The goal of this vignette is to walk through modeltuning
usage in detail. We’ll be training a classification model on the
iris data-set to predict whether a flower’s species is
Virginica or not.
library(e1071)
library(modeltuning) # devtools::install_github("dmolitor/modeltuning")
library(yardstick)First, let’s generate a bunch of synthetic data observations by
adding random noise to the original iris features and
combining it into one big dataframe.
iris_new <- do.call(
what = rbind,
args = replicate(n = 10, iris, simplify = FALSE)
) |>
transform(
Sepal.Length = jitter(Sepal.Length, 0.1),
Sepal.Width = jitter(Sepal.Width, 0.1),
Petal.Length = jitter(Petal.Length, 0.1),
Petal.Width = jitter(Petal.Width, 0.1),
Species = factor(Species == "virginica")
)
# Shuffle the data-set
iris_new <- iris_new[sample(1:nrow(iris_new), nrow(iris_new)), ]
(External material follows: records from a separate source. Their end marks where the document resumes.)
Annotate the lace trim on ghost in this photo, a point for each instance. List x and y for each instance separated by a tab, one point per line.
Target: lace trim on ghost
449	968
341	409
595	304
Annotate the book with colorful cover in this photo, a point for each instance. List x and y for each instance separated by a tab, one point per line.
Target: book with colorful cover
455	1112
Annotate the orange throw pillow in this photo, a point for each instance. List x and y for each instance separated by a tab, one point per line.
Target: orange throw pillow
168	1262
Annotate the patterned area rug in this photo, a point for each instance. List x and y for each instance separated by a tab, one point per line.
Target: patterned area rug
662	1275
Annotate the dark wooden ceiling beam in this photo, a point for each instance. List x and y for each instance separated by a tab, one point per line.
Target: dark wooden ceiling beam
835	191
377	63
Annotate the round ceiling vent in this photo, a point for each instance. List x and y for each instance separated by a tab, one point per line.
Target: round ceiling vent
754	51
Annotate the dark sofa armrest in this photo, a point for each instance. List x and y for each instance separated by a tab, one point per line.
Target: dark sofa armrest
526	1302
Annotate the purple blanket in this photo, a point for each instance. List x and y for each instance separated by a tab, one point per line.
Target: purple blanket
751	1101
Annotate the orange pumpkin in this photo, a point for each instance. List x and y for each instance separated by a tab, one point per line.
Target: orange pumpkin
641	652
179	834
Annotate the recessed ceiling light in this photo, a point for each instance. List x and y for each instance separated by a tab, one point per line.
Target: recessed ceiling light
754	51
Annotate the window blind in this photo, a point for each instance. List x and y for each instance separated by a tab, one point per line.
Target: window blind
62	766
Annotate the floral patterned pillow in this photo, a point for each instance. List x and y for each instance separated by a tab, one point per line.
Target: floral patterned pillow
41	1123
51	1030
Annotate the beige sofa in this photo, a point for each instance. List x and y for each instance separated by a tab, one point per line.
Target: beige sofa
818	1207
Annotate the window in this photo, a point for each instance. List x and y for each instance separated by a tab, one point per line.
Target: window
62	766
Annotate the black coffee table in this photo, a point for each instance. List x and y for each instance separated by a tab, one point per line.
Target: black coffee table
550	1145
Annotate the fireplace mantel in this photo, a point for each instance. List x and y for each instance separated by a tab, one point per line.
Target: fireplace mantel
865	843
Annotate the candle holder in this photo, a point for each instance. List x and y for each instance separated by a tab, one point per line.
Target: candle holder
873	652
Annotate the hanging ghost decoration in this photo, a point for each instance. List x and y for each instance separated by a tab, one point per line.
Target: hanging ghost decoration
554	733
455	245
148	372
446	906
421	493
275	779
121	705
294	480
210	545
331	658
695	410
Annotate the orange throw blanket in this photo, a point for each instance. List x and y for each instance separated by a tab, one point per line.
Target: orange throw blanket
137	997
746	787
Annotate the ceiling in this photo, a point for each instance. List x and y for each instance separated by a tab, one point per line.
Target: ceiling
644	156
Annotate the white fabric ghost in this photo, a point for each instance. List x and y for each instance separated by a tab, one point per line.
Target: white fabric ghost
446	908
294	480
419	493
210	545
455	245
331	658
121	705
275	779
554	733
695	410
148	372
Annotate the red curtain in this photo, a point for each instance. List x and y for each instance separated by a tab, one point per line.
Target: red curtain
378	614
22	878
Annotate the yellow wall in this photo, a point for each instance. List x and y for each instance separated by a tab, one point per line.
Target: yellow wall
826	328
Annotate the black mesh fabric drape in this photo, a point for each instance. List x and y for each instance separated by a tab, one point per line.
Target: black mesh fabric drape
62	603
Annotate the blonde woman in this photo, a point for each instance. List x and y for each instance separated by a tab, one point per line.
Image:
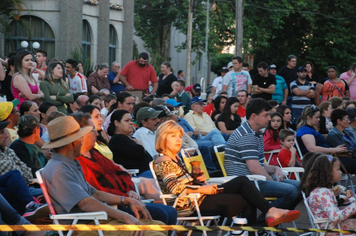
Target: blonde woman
230	199
24	86
55	88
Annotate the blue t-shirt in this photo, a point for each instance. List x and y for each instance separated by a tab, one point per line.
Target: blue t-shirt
115	87
279	91
319	138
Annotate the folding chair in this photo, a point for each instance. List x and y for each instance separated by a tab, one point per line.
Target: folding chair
95	216
315	223
187	159
193	197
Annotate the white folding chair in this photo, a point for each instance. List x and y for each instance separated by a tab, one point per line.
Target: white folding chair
95	216
193	197
315	223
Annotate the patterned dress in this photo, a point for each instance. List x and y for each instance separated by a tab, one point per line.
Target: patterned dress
173	178
323	204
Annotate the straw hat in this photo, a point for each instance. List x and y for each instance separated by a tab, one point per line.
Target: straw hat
64	130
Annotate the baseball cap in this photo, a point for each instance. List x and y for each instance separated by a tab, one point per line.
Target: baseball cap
173	102
6	108
146	112
197	87
196	99
273	66
301	68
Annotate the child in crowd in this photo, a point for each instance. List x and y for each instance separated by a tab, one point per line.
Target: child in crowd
288	156
324	173
270	137
109	100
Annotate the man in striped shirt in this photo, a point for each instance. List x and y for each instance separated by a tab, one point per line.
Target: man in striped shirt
244	155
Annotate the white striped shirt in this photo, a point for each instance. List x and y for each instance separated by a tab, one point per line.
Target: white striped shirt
243	144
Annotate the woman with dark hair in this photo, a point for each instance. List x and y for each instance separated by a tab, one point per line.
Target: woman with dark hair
102	139
165	79
55	88
127	150
308	138
286	113
333	86
24	85
219	105
25	147
228	120
106	176
270	136
95	100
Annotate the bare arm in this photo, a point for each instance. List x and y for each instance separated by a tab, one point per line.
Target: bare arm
256	169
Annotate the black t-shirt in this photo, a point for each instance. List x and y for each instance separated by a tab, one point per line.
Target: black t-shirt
164	85
264	82
230	124
288	75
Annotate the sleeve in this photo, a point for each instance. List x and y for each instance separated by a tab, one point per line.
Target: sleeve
268	141
66	99
189	118
328	204
47	95
284	157
166	171
65	190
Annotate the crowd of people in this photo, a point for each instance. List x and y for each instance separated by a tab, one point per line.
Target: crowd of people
85	132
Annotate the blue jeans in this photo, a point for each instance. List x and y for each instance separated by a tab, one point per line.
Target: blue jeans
163	213
15	190
213	136
286	192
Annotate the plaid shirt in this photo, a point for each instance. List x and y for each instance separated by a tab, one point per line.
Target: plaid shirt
9	161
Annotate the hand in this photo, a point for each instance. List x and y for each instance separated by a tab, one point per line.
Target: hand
208	189
278	174
134	195
129	87
138	208
130	220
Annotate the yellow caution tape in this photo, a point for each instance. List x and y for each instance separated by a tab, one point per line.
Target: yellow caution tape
106	227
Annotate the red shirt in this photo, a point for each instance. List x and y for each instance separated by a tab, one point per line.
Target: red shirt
139	77
241	112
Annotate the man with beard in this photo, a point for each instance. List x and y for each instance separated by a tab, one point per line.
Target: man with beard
148	119
302	93
137	74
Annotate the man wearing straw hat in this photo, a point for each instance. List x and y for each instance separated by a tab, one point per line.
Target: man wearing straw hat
70	192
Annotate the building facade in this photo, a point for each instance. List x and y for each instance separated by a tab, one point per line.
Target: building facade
100	31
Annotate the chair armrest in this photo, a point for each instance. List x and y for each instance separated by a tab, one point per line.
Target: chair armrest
100	215
256	177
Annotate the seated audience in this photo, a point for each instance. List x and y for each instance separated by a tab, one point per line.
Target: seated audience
325	123
104	175
270	137
239	195
63	174
25	147
228	120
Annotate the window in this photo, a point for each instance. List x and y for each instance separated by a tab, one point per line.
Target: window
86	42
112	44
33	29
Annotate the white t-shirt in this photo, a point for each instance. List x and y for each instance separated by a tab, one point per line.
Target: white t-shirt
236	81
217	83
78	83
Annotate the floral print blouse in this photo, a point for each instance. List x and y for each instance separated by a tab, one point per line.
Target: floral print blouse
323	204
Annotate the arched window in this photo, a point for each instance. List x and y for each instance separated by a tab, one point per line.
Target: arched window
32	29
86	41
112	44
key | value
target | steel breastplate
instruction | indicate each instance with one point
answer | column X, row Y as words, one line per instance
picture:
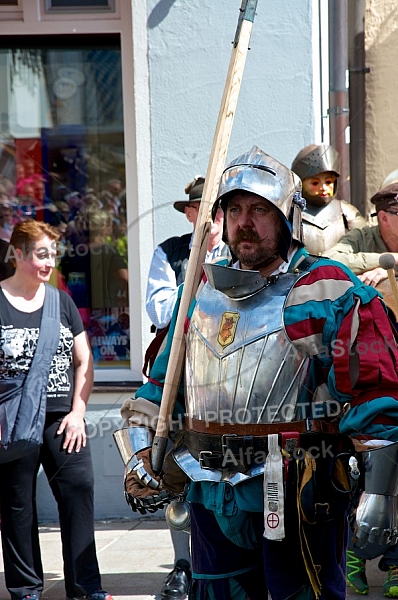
column 241, row 368
column 323, row 226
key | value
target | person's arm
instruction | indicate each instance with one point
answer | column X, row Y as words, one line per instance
column 73, row 423
column 162, row 290
column 349, row 251
column 343, row 324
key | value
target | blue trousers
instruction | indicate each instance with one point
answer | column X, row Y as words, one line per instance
column 225, row 571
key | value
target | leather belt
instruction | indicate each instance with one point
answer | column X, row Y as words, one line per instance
column 240, row 452
column 262, row 429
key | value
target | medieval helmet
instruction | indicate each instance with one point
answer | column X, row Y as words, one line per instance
column 315, row 159
column 258, row 173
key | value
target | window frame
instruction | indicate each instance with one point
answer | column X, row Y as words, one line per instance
column 59, row 10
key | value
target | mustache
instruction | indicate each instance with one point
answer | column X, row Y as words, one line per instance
column 246, row 235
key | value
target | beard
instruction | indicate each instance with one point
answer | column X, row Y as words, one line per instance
column 257, row 256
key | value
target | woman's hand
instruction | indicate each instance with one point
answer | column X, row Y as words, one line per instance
column 75, row 432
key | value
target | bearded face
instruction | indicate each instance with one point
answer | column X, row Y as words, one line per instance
column 253, row 230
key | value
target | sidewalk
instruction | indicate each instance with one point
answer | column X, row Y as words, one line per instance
column 134, row 556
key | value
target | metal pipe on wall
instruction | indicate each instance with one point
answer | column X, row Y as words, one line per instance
column 357, row 70
column 338, row 91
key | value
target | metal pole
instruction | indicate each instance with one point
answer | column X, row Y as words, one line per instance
column 338, row 91
column 357, row 69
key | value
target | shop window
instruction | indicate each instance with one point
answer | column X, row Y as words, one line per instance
column 62, row 161
column 62, row 6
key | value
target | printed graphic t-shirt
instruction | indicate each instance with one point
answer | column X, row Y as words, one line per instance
column 19, row 332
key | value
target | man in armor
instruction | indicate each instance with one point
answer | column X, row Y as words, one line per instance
column 271, row 358
column 326, row 218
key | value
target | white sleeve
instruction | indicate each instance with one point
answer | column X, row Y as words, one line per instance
column 162, row 290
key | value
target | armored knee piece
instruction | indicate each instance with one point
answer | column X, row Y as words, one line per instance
column 377, row 512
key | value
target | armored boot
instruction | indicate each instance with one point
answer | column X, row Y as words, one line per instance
column 356, row 573
column 390, row 587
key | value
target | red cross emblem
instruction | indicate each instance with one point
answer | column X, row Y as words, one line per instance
column 272, row 520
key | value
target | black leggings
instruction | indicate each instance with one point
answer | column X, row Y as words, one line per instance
column 71, row 480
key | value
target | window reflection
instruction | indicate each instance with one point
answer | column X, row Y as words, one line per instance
column 62, row 161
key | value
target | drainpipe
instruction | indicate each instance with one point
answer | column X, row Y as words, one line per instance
column 338, row 92
column 357, row 68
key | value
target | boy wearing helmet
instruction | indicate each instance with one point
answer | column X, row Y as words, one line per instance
column 270, row 360
column 326, row 218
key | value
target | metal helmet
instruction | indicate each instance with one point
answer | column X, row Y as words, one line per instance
column 258, row 173
column 315, row 159
column 391, row 178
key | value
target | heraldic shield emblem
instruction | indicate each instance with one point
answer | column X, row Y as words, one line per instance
column 226, row 333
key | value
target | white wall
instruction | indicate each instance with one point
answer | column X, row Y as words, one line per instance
column 189, row 52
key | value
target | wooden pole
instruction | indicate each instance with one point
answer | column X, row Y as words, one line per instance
column 203, row 224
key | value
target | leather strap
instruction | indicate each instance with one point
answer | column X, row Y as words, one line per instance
column 262, row 429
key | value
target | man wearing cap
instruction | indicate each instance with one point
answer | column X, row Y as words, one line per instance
column 360, row 249
column 170, row 259
column 270, row 360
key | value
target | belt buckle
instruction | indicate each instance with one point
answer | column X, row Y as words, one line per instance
column 201, row 459
column 224, row 443
column 290, row 441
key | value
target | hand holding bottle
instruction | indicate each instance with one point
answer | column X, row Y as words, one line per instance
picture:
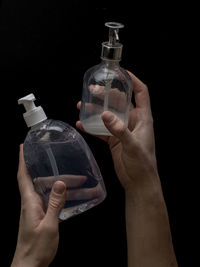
column 38, row 230
column 132, row 148
column 133, row 152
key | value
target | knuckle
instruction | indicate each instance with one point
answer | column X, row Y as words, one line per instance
column 54, row 203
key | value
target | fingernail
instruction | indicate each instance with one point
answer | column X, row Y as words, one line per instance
column 59, row 188
column 108, row 118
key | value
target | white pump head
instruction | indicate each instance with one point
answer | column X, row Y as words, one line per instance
column 33, row 114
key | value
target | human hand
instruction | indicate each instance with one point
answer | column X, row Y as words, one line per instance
column 132, row 148
column 38, row 231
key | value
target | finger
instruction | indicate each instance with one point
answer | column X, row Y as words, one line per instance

# Quick overview of the dataset
summary(iris_new[, 1:4])
# Sepal.Length Sepal.Width Petal.Length Petal.Width
# Min. :4.298 Min. :1.998 Min. :0.9983 Min. :0.09802
# 1st Qu.:5.100 1st Qu.:2.799 1st Qu.:1.5984 1st Qu.:0.29982
# Median :5.799 Median :3.001 Median :4.3500 Median :1.30119
# Mean :5.843 Mean :3.057 Mean :3.7580 Mean :1.19931
# 3rd Qu.:6.400 3rd Qu.:3.302 3rd Qu.:5.1000 3rd Qu.:1.80069
# Max. :7.902 Max. :4.401 Max. :6.9014 Max. :2.50172The following modeling approach holds for the CV,
GridSearch and GridSearchCV classes, which are
all very slight variations of each other. Common arguments are as
follows:
learner: This is where you pass your predictive
modeling function; in our case a Support Vector Machine, so
e1071::svm from the e1071 package.
scorer: This is a named list of metric functions
that will evaluate the model’s predictive performance. Each metric
function should have two arguments, truth and
estimate that intake the true outcome values and the
predicted outcome values. It should output a scalar numeric score. The
yardstick package
provides a wide array of these metric functions that should cover most
common cases. E.g. for the RMSE of a regression,
scorer = list(rmse = yarstick::rmse_vec).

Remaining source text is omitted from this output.